Spark Streaming and the Internet of Things

This is a past event

174 people went

Location image of event venue


Spark Streaming and the Internet of Things

The Internet of Things (IoT) is connecting billions of devices. This talk shares how to use the Apache Spark ecosystem to harness IoT data to build practical solutions: Spark Streaming for near-real-time ingestion and complex event processing, SparkSQL for analytics and feature extraction for machine learning. All tied to results that save companies millions of dollars by preventing theft, identifying waste and using predictive analytics to improve efficiency.

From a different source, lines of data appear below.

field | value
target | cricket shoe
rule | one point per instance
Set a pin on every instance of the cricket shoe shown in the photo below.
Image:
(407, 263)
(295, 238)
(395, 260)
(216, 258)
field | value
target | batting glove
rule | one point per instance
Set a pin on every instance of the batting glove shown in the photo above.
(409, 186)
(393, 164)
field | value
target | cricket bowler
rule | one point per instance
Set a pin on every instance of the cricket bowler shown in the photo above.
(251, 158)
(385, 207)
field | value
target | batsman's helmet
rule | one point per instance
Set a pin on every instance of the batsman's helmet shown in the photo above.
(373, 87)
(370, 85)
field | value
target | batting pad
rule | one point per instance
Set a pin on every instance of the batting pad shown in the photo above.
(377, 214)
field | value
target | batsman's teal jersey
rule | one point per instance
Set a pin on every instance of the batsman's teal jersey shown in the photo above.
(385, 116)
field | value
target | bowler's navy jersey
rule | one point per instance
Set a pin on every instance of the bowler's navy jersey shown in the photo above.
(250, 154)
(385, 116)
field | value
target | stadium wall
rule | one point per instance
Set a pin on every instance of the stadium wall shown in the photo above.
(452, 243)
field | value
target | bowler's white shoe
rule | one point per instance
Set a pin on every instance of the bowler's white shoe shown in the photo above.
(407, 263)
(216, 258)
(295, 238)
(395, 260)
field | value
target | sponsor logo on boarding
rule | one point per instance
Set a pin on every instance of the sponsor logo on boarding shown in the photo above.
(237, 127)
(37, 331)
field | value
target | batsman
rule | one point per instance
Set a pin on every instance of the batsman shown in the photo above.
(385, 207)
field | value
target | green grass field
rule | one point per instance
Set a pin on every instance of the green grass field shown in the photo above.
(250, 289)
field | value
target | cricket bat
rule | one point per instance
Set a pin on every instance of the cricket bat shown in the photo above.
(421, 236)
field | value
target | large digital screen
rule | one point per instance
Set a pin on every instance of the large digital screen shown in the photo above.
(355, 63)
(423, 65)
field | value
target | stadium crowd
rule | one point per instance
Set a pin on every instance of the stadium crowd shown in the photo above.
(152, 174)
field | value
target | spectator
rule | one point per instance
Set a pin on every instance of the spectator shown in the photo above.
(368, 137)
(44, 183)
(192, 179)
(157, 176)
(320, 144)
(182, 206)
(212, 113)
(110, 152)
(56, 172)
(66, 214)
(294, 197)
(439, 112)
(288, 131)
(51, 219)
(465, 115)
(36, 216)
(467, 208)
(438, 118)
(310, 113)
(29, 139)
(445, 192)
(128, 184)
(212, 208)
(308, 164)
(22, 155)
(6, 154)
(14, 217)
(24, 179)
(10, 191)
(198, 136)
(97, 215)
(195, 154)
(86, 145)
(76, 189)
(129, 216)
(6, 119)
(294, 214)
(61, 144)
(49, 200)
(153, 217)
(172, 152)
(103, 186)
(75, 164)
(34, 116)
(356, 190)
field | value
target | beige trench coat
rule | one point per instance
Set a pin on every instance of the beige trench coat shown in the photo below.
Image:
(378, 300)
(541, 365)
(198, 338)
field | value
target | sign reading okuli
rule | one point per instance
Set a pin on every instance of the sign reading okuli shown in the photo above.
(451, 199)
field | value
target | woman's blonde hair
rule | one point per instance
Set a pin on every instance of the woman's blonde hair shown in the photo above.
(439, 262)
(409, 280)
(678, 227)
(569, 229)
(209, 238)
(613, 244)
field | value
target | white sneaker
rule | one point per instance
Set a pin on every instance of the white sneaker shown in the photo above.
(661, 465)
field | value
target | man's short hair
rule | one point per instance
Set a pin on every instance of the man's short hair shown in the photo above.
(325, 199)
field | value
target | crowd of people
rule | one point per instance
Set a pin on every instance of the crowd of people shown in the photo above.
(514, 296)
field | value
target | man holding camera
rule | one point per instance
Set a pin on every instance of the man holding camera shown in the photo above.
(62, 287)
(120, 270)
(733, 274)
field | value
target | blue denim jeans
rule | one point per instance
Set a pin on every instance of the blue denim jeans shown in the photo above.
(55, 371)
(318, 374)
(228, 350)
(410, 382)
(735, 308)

We’ll share lessons learned from using Spark, Kafka, Cassandra, Hadoop and Parquet in 24x7, always-on environments for over two years, to process data from billions of dollars of “things in motion”. Examples include: managing ingestion of highly heterogeneous data flows, real-time cleansing of streaming data sets, solving the “small files” problem or streaming analytics, and true savings obtained combining technologies like Apache Parquet with SparkSQL.


Jim Haughwout

Chief Architect and VP of Software at Savi Technology

Jim’s passion is using data to enable people to discover new items of interest, do things they have never been able to do before and overcome unsolvable problems. He has several open and classified patents in real-time analytics and has briefed regulators on the use of real-time data to produce beneficial analytic outcomes. For the last decade, he has been leading technology and software at various startups in the Boston, London and US Southeast ecosystems. Before that he led Architecture & Core Systems at AOL and Enterprise Technology Programs at Amgen. He is a graduate of MIT and Harvard University.

Anderson Osagie

Sr. Big Data Engineer/Architect and MetiStream Spark Trainer

Anderson has a successful track record of implementing Big Data projects and has specifically deployed many Spark solutions into production. He is a streaming expert who understands the end-to-end data pipeline and the nuances of batch and streaming integration. He has written and administered Spark jobs processing over ~10TB/day of streaming security data. His expertise includes Kafka, Spark and other Hadoop and NoSQL technologies. As a MetiStream Spark instructor, Anderson has trained hundreds of students on advanced topics of Spark. He is a Databricks Certified Spark Developer, holds a Masters in Computer and Information Technology from University of Pennsylvania and B.S. in Information Systems from University of Maryland and B.S. in Aerospace Engineering from Pennsylvania State University. Anderson started coding at a young age and is fluent in many languages including Scala, Java and Python.